Si
el Apóstol cerrase la sección en XI, 10 ninguna dificultad seria podría
abrigarse sobre su mente: el Israel κατὰ σάρκα (según la carne) continuador del Israel escogido en los Patriarcas,
es el residuo admitido al Evangelio. Pero al fragmento XI, 1-10 siguen otros
dos: el 11-24 y el 25-32 que despiertan no leves reparos sobre esa
interpretación. En los fragmentos 11-24 y 25-32 se nos dice que los judíos,
aunque excluidos al presente del Evangelio, han de ser incorporados a él más
adelante, cuando la plenitud de los gentiles haya entrado en la Iglesia porque:
“si bien odiosos (ἐχθροὶ) a Dios ahora, en gracia de la predicación del
Evangelio entre los gentiles” son, al mismo tiempo, objeto de la predilección
divina (ἀγαπητοὶ) por razón de los Patriarcas”. Y no contento el Apóstol
con esas insinuaciones, aduce en su apoyo este axioma: “¡los favores divinos
son irrevocables!”, es decir, una vez hecha en los Patriarcas la elección de
su posteridad en la cual están también incluidos los judíos de nuestros días,
este pueblo sigue disfrutando del beneficio de aquella elección. ¿Cuál
es el pensamiento del Apóstol en tales expresiones? ¿Quiénes son esos judíos
odiosos a Dios y, al mismo tiempo, sus predilectos como posteridad de Israel
escogida en los Patriarcas? ¿Son el pueblo judío en su conjunto pero que, por
estar distribuido en dos grupos, los admitidos al Evangelio y los desechados de
él, puede simultáneamente representar, en los primeros, al Israel predilecto o,
en el segundo un Israel “odioso” a Dios? ¿O son en ambos miembros los judíos
excluidos? Si lo primero, ¿qué enseñanza nueva añade XI, 11-32 sobre lo que ya
sabemos por IX, 6-XI, 10? Si lo segundo, ¿cómo “aquellos mismos” que son
odiosos a Dios pueden ser simultáneamente sus predilectos? Es indudable, y no
puede negarse por ser evidente, que S. Pablo no los propone como “odiosos” y “predilectos”
bajo el mismo punto de vista y por el mismo título, sino por diversos, “la fe”
es decir, el haberla rechazado, y “las promesas a los Patriarcas”; ¿pero pueden
estos títulos, aunque distintos, producir en el mismo sujeto y simultáneamente
posiciones contradictorias y que en XI, 1-8 eran declaradas inconciliables?

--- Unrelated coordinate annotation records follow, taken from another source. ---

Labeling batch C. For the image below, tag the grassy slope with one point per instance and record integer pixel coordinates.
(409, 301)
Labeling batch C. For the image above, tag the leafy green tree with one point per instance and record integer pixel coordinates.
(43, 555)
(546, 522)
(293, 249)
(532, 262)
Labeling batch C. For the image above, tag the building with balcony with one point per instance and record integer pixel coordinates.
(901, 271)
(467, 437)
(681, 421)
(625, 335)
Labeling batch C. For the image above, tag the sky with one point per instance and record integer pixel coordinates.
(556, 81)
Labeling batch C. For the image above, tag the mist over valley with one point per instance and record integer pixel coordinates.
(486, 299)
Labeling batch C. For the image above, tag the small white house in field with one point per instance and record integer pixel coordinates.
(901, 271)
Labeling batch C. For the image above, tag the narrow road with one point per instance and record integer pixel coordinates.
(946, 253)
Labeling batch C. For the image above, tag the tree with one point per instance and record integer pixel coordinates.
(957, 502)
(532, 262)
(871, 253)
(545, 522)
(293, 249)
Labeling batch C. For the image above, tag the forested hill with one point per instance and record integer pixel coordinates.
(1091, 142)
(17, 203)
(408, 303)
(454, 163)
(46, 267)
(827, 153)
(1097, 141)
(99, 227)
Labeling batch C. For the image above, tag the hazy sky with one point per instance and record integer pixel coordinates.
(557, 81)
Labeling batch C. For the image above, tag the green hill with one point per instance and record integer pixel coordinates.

¿O habremos de conceder al Prof. Harnack que es exacto su juicio sobre el
Apóstol cuando le atribuye la contradicción de conceder en el cap. XI al
mosaísmo, aun después del advenimiento de Cristo y el Evangelio, los mismos
derechos que a éste, echando así por tierra el principio universalista de sola
la fe? ¿Reconocerá S. pablo en el mosaísmo una institución divina en su origen
y que por tanto puede y debe subsistir con el Evangelio?[1].
Empecemos por reconocer que
en efecto XI, 11-32 trata ya sólo de los judíos “excluidos del Evangelio”. La sección es lo que podríamos llamar una “subsumpta”
en la que S. Pablo después de haber proclamado en alta voz y demostrado
repetidas veces la “defección del pueblo judío” (IX, 22; X, 19-21; XI, 7-10),
se propone explicar su alcance y el de todo cuanto, como consecuencia de ella,
lleva dicho contra ese pueblo; es decir, que mientras “el residuo” fué llamado
a la participación de las promesas, ellos “fueron endurecidos” (XI, 7);
mientras “el residuo es el representante de hecho y derecho del Israel
escogido”, ellos “quedan excluidos de esa representación” (XI, 1-10). Pero al
leer esa pretendida explicación, ¿no estaremos más bien en presencia de un
contraste irreducible en las ideas del Apóstol, el cual, en XI, 11-32 venga a
deshacer y echar por tierra lo establecido en 11, 1-10? Vamos a verlo.